Perang Dagang AS-China, Siapa yang digunakan Bakal Berhasil lalu Berakhir Tumbang?

Perang Dagang AS-China, Siapa yang digunakan digunakan Bakal Berhasil lalu Berakhir Tumbang?

JAKARTA – Perang dagang antara Amerika Serikat (AS) kemudian China kembali memanas. Dalam sepekan terakhir, kedua negara saling menekan dengan tarif impor yang tersebut semakin tinggi, mengubah konflik ini menjadi ujian ketahanan kegiatan ekonomi jangka panjang yang dimaksud belum pernah terjadi sebelumnya.

Tarif impor Amerika Serikat terhadap hasil China pada saat ini mencapai 125%, sementara Beijing membalas dengan tarif hingga 84% terhadap barang-barang selama Amerika. Perang tarif ini tak hanya sekali berdampak pada perdagangan kedua negara, namun juga menguji daya tahan sistem dunia usaha global.

Menurut Dekan School of Public Policy pada Chinese University of Hong Kong pada Shenzhen, Zheng Yongnian, konflik ini bukanlah lagi sekedar persoalan neraca perdagangan, melainkan adu kekuatan di mendirikan sistem bidang yang tangguh lalu berkelanjutan.

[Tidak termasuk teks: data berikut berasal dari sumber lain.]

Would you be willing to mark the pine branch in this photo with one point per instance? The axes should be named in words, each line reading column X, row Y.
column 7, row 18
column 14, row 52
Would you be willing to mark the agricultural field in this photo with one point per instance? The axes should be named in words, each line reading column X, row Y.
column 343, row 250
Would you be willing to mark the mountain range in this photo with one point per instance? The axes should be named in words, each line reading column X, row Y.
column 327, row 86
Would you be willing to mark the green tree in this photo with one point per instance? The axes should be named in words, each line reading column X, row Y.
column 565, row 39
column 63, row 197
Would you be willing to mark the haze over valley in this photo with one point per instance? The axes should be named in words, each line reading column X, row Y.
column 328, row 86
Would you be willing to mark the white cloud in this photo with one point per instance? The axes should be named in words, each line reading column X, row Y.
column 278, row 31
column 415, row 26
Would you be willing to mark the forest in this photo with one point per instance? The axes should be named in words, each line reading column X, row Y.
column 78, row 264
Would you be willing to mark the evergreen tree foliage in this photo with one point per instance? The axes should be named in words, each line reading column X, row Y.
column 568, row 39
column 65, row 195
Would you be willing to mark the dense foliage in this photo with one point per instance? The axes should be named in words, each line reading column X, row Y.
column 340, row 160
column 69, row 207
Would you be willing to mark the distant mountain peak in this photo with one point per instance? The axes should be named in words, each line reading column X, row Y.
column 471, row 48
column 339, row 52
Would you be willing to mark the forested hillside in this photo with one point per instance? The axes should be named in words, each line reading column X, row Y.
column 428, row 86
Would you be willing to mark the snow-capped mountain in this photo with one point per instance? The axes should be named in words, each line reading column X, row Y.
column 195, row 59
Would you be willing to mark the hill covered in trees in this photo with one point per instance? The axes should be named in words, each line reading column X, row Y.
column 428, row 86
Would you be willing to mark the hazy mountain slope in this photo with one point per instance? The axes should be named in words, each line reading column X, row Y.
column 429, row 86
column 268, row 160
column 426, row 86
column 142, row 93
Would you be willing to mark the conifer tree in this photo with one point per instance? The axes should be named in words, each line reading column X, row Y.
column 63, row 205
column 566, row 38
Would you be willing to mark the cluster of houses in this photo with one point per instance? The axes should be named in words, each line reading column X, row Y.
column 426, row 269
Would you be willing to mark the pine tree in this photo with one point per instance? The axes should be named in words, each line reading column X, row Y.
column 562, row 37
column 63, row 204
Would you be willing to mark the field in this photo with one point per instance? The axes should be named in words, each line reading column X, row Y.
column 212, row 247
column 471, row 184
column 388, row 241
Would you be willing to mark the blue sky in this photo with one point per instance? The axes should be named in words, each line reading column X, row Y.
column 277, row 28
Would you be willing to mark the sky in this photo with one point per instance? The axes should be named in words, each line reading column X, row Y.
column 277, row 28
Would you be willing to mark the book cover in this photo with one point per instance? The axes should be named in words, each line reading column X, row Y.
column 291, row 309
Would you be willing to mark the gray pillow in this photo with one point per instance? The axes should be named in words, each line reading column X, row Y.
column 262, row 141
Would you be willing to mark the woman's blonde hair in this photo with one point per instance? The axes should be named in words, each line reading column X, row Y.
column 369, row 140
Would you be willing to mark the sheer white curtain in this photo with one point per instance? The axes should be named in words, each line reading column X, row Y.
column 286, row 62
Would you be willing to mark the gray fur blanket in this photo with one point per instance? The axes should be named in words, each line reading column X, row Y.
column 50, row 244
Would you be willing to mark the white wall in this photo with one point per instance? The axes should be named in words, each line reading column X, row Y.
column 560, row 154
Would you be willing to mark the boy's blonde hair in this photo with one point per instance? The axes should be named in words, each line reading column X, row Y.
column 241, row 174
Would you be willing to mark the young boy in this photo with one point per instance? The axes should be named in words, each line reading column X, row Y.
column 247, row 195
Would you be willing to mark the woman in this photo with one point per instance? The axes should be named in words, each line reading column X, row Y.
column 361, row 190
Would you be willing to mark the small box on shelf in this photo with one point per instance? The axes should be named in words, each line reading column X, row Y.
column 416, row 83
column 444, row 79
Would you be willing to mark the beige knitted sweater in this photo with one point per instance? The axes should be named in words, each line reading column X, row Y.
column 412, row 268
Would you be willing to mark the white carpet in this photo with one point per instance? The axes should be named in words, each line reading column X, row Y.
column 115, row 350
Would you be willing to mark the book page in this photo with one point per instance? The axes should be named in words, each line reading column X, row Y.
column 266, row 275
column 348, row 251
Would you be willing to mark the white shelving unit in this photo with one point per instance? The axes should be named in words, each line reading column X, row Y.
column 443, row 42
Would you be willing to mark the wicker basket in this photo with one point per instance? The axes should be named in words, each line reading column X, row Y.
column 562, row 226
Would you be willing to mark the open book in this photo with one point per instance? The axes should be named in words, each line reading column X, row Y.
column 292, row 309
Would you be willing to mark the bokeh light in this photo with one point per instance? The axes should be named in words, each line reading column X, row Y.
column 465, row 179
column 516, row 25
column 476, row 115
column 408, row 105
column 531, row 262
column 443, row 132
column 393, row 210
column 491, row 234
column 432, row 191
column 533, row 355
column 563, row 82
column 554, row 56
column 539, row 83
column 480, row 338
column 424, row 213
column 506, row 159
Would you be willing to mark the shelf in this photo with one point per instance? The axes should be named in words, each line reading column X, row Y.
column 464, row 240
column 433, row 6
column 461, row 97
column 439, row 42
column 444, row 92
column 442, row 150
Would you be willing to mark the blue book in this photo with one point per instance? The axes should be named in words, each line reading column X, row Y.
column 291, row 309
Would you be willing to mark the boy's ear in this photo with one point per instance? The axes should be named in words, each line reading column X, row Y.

“Apa yang tersebut diperebutkan adalah ketahanan ekonomi. Hanya dengan sistem yang tersebut kuat, China mampu mengamankan kedudukan dominan di persaingan jangka panjang melawan AS,” ujar Zheng, diambil dari akun resmi media sosial People’s Daily dari SCMP, hari terakhir pekan (11/4/2025).

Di sedang ketegangan ini, Presiden Negeri Paman Sam Donald Trump memberikan jeda 90 hari untuk sebagian besar tarif pada negara lain, namun tetap memperlihatkan fokus memperketat kebijakan terhadap China. Langkah ini disebut oleh Lynn Song, kepala ekonom ING untuk Greater China, sebagai bagian dari ujian daya tahan yang mana sengaja dilancarkan Washington.

“Para pembuat kebijakan seakan-akan sedang menguji siapa yang tersebut tambahan dulu merasa kesakitan, untuk mengamati siapa yang tersebut akhirnya memiliki keunggulan pada waktu negosiasi dilanjutkan,” tulis Lynn pada catatannya.

Namun, risiko pemisahan total antara dua raksasa dunia usaha dunia makin nyata. Perdagangan antara Negeri Paman Sam kemudian China yang dimaksud mencapai USD688,3 miliar tahun lalu pada masa kini terancam stagnasi.

Zheng memperingatkan, “Jika tarif telah tembus 60 hingga 70 persen, efeknya mampu mirip seperti 500 persen, bidang usaha tak akan sanggup berjalan kemudian pemisahan dunia usaha jadi tak terelakkan.”

Profesor Kondisi Keuangan dari Universitas Peking, Yao Yang, juga menyuarakan kegelisahan serupa. Ia menyebut, sejumlah lapangan usaha ekspor China sekarang ini harus mengalihkan komoditas ke pangsa domestik, yang dimaksud bisa jadi memperparah persaingan internal kemudian tekanan deflasi.